Rozelle Hospital
From Faculty of Medicine Online Museum and Archive
In July 1976, Broughton Hall Psychiatric Clinic and Callan Park Hospital were amalgamated and called the Rozelle Hospital. This Hospital, of 600 beds, now provides a comprehensive psychiatric service to communities in the Southern Metropolitan Health Region. The original building, known as Broughton House, was built in 1840 as a gentleman’s residence on land that had been a Crown grant to John Austen in 1819. This building was first used as a hospital and convalescent home by the army during World War I.

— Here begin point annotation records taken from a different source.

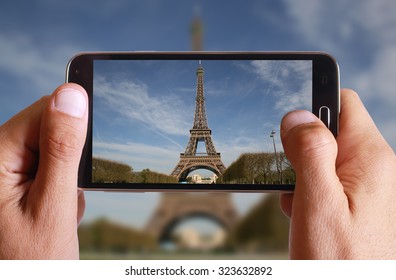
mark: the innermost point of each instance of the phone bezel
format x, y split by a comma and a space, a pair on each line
325, 92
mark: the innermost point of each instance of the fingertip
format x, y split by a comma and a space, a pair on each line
286, 203
71, 99
296, 118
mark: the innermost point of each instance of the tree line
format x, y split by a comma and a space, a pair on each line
259, 168
106, 171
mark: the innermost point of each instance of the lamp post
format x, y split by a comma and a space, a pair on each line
272, 135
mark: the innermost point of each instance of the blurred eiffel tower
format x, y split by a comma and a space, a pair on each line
173, 207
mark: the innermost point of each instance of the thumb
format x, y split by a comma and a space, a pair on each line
312, 151
62, 137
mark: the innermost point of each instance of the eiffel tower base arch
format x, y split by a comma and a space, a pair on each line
174, 207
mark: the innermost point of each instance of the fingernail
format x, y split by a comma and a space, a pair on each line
71, 102
296, 118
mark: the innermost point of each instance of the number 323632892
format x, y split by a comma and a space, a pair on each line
232, 270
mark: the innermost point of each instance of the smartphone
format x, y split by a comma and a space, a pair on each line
197, 121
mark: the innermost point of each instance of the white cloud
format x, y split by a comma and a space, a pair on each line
362, 36
43, 70
166, 115
290, 82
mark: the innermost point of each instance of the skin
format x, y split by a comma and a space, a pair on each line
344, 205
40, 205
342, 208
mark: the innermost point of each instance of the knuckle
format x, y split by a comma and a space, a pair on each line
63, 143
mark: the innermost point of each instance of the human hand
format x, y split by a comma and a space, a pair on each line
40, 206
343, 206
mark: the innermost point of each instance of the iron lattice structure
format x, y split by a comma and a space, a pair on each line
190, 160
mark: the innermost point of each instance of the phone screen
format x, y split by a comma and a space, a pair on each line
209, 122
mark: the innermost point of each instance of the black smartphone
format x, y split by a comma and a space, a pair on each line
197, 121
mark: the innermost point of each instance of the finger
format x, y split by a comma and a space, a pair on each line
62, 137
360, 147
286, 202
19, 141
312, 151
81, 206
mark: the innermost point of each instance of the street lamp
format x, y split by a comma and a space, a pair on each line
272, 135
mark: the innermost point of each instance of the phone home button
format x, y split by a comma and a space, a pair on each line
324, 115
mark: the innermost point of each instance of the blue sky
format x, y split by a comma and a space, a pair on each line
143, 111
37, 38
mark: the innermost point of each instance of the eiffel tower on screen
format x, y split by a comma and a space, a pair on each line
191, 160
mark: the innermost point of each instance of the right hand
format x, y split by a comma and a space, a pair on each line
344, 203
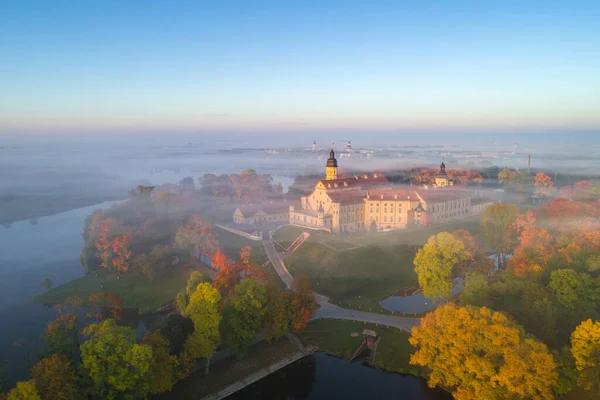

In 1921 new wards were built, and Broughton Hall was established as a psychiatric hospital. Sydney Evan-Jones was appointed as the first Medical Superintendent and also as a member of the teaching staff of the University. Broughton Hall rapidly became an important centre of teaching both in neurology and psychiatry.
In 1956, W. H. Trethowan was appointed to the Chair of Psychiatry and also became Clinical Director of Broughton Hall. These appointments were subsequently held by D. C. Maddison until 1974 and currently by P. J. V. Beumont. These appointments have stimulated further developments at the Hospital, most particularly in the form of teaching programmes for medical undergraduates and post-graduate students training to become psychiatrists. The postgraduate unit for the University was opened at the Hospital in 1957 with Maddison as Senior Lecturer. He was succeeded first by Associate Professor I. Pilowsky and later by Associate Professor G. Johnson.
Teaching facilities were expanded again in 1963 with the building of an enlarged outpatient area, day hospital and the Evan-Jones Lecture Theatre and group-room complex. The undergraduate teaching unit was built in 1973 with sophisticated audio and closed-circuit television facilities, library and classrooms.
The current clinical services comprise four admission wards for acute adult patients, special units for the treatment of alcohol and drug-dependent persons, a brain-damage unit, psychogeriatric units and a comprehensive rehabilitation service for chronically disturbed patients. There are also some six wards for patients who are war veterans. All units of the Hospital have close links with community health centres and other health services within the region.